このケースでは、商標「くれないケアセンター」(第44類)が、先に登録された商標「くれない」(第44類)と類似するか争われました。
特許庁と裁判所は、商標「くれないケアセンター」から、「くれない」の称呼を認定し、その結果、先に登録された商標「くれない」と類似すると判断しました。
特許庁J-PlatPatで、商標「くれないケアセンター」を検索し、称呼(参考情報)の項目をみると、「クレナイケアセンター,クレナイ,ケアセンター」と記載されています。
(引用:j-platpat)
しかし、特許庁と裁判所は、「クレナイ」の称呼は認めていますが、「ケアセンター」の称呼は認めていません。J-PlatPatの称呼情報の項目が、そのまま称呼として認められるわけではありませんので、十分に注意してください。
(2)称呼の判断の仕方
では、なぜ、特許庁と裁判所は、商標「くれないケアセンター」から、「クレナイ」の称呼を認定し、「ケアセンター」の称呼は認定しなかったのでしょうか。
特許庁と裁判所は、第44類「介護」等の分野では、商標中の「ケアセンター」の部分は、介護の提供場所を一般的に表示するにすぎず、この「ケアセンター」の部分から商標(出所識別標識)としての称呼は生じないと判断したからです。
このように、商標の称呼は、J-PlatPatの称呼の項目とは関係なく、事業内容(区分)等も踏まえ、商標を見た人が商取引上自然に認識する音として、どの称呼を認めるのが適切かという判断を経て、決まります。
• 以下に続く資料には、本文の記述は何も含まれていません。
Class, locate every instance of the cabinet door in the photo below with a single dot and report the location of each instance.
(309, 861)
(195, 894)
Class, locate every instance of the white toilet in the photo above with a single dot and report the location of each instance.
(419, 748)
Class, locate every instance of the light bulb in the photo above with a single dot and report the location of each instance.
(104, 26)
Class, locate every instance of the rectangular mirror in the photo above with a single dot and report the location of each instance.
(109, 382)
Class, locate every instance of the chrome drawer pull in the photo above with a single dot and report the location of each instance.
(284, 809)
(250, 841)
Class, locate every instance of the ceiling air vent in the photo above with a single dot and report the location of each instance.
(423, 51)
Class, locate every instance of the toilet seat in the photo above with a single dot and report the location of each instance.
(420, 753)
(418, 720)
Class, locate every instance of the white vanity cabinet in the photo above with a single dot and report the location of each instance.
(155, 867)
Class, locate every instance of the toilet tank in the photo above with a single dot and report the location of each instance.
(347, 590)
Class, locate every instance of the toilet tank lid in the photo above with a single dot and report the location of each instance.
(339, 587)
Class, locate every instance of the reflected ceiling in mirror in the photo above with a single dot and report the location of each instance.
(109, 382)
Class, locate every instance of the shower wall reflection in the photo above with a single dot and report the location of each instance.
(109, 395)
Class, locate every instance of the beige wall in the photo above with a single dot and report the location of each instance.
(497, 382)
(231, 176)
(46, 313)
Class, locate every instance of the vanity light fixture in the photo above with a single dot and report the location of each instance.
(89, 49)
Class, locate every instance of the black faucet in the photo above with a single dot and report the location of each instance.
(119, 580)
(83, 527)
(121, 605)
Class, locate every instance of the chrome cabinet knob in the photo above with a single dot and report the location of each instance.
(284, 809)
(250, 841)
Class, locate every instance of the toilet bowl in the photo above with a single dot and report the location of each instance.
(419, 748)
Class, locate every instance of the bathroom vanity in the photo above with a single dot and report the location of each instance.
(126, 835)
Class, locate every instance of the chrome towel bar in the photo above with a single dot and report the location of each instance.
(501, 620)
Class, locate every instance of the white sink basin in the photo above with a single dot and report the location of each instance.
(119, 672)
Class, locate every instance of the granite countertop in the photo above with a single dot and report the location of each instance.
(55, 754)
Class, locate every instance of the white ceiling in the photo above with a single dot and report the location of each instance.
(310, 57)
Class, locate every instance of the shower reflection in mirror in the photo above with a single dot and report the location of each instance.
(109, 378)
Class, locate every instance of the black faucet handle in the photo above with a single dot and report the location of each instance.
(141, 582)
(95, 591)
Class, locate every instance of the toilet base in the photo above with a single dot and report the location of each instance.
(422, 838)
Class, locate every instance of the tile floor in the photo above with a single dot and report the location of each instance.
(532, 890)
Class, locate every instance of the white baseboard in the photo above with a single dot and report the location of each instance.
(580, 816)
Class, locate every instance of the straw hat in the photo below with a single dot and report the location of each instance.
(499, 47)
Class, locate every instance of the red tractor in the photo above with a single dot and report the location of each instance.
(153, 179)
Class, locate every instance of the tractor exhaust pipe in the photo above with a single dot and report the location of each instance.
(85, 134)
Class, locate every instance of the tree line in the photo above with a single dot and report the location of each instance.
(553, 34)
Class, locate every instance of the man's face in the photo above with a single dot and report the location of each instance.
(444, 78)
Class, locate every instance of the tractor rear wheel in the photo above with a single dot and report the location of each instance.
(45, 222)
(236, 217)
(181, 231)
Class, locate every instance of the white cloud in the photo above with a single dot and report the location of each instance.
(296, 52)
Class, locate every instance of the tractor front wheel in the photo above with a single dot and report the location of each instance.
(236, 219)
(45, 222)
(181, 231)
そのため、商標の専門家ではない人が、商標の称呼は、J-PlatPatの称呼の項目にあるとおりだと、決め打ちするのは非常に危険です。
4.まとめ
今回は、商標における称呼について、弁理士渡辺貴康が解説しました。
次の点に留意して、「称呼(参考情報)」を見るようにしてください。
・商標の称呼は、出願書類に記載できないこと(商標の使用者が決められない)
・商標の称呼は、特許庁や裁判所で類似するか判断するときに、重要な意味を持つ1要素であること
・商標からどの称呼が認められるか、専門家でない人にとって判断が難しいこと(J-PlatPatの称呼がそのまま認められない)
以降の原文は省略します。